Ed stalked through the high grass. Douggie and Pamela fell in behind him, then the two hikers, Mick, and Samuel. They left through the back of the cemetery, past one last, stately, granite tombstone. The name Taylor was etched on its smooth surface.
CHAPTER 32
La
ter that afternoon, Rory sat at the oak table in his kitchen, reading a fragile book that he’d found in the living room. It was a copy of the Apocrypha, the book that Myrtle had told him about. He’d been reading the references to the Nephilim from the Book of Enoch. It was fascinating, but he was having a hard time focusing. His mind kept going back to last evening, and his conversation with Anna and her references to spiritual influences and dark forces. She had verbalized his fear that what he’d seen in New York was indeed unexplainable, at least in a way this world would understand.

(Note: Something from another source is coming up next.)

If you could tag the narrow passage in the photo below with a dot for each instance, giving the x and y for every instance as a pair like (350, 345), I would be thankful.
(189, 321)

He concentrated on the book. Enoch tells how the fallen angels took earthly wives, then imparted their knowledge of occult phenomena to them, teaching their wives about magic, the art of enchantment, sorcery, and other ungodly acts. These things were passed on to their offspring, the Nephilim, who continued in their evil ways, sexually defiling women, men, and beasts. The Nephilim had such huge appetites that they devoured not only the animals of the earth, but even men, which in turn caused them to stink. Like the Genesis account, Enoch writes that God finally wiped out the race by releasing the upper waters, saving only Noah and his family, who had a pure bloodline.
Rory’s mind wandered again, this time to Nicholas. The poor boy had been terrified when he wandered into town, but he couldn’t get over what else Nicholas had said about the dark mist that talked to him. To Anna and Myrtle it must have sounded like pure gibberish, nonsense spoken by a child in shock. And at any other time, he would’ve agreed. If only he could dismiss it that easily.
Even as he thought about the mist, he began to perspire. He got up and poured himself a glass of water and went out on the porch. The air was still and hot, and a few boats dotted the lake. Big drops of sweat rolled from his armpits and down his sides, soaking his shirt. He downed the water, gulping it as if he hoped to wash away his memories.
But the flashback kept coming. The sinister mist, hovering above the street. It was so real, he thought he could reach out and touch it. And then the dark thing seemed to talk to him and no one else. It called him. And as he looked at the mist above the street, it grew eyes that penetrated him. And then the car hit him.